在 Rust 中将非引用与引用进行模式匹配有什么作用？

Question

What happens when pattern-matching against a reference with a pattern that doesn't include a reference?

Here's an example using a struct pattern:

fn main() {
    struct S(u32);
    let S(x) = &S(2);
    // type of x is `&u32`
}

The behavior is surprising to me because the pattern on the left does not seem to match the data on the right, unlike let &S(x) = &S(2) where the & s line up.

It looks like what is happening is that when the RHS is a struct reference and the lhs is a struct pattern with field patterns, the type of the variable in the field pattern is &F where F is the type of the field.

What I am looking for is:

• a reference that explains what the expected behavior is
• an explanation of what the behavior is that is general enough to explain what happens with tuples and enums in addition to structs. For example, in let (x,) = &(2,); the type of x is i32 ( correction : &i32 ).

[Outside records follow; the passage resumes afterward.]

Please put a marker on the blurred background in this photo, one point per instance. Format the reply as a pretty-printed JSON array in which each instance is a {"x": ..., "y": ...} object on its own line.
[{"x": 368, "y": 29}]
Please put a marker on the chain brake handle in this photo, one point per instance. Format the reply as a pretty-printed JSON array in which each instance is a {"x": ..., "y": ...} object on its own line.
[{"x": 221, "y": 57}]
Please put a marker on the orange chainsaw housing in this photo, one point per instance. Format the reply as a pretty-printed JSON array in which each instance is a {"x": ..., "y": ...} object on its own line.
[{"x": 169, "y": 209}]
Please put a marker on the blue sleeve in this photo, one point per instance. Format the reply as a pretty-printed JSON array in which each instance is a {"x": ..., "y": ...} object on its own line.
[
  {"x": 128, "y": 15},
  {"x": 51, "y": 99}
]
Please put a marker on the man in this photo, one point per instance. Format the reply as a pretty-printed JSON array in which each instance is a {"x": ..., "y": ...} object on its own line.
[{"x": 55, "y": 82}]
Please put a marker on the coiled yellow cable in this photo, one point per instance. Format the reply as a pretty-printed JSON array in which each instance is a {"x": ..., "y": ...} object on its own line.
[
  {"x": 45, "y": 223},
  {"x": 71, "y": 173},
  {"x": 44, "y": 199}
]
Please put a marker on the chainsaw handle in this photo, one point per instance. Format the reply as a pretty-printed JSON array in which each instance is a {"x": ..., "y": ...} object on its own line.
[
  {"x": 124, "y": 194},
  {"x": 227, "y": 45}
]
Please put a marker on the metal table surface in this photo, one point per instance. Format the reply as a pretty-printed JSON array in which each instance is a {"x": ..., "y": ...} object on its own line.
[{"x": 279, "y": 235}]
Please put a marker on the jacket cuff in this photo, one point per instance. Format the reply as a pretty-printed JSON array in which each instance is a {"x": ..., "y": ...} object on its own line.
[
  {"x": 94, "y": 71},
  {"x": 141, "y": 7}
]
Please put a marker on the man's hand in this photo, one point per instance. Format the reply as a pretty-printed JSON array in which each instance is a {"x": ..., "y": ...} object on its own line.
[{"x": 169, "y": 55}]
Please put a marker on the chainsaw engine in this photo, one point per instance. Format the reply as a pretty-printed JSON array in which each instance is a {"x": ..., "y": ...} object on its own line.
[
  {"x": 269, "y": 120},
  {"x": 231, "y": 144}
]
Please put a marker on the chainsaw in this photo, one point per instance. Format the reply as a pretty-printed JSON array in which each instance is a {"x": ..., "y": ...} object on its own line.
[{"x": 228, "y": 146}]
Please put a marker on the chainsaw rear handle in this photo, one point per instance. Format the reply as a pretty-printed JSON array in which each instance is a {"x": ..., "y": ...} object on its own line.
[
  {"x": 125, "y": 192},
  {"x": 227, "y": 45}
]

I couldn't find anything about this in the Rust Reference or the Rust Book, but I may have missed it.

Answer 1

The behavior you encountered was introduced with "match ergonomics" in Rust 1.26 and is described in its own RFC . In short, when matching references against non-reference patterns, the binding mode is switched to use ref binding by default.

In your case, let S(x) = &S(2) desugars to let &S(ref x) = &S(2) . The "legacy" status of ref is shortly discussed in the Rust book.

an explanation of what the behavior is that is general enough to explain what happens with tuples and enums in addition to structs. For example, in let (x,) = &(2,); the type of x is i32 .

This is incorrect - if you ask Rust for the type of x , it will tell you it is &i32 , as one would expect:

let (x,) = &(2i32,);
let () = x;
//       ^^   - this expression has type `&i32`

In other words, the same binding-mode rules that apply to structs and enums also apply to tuples.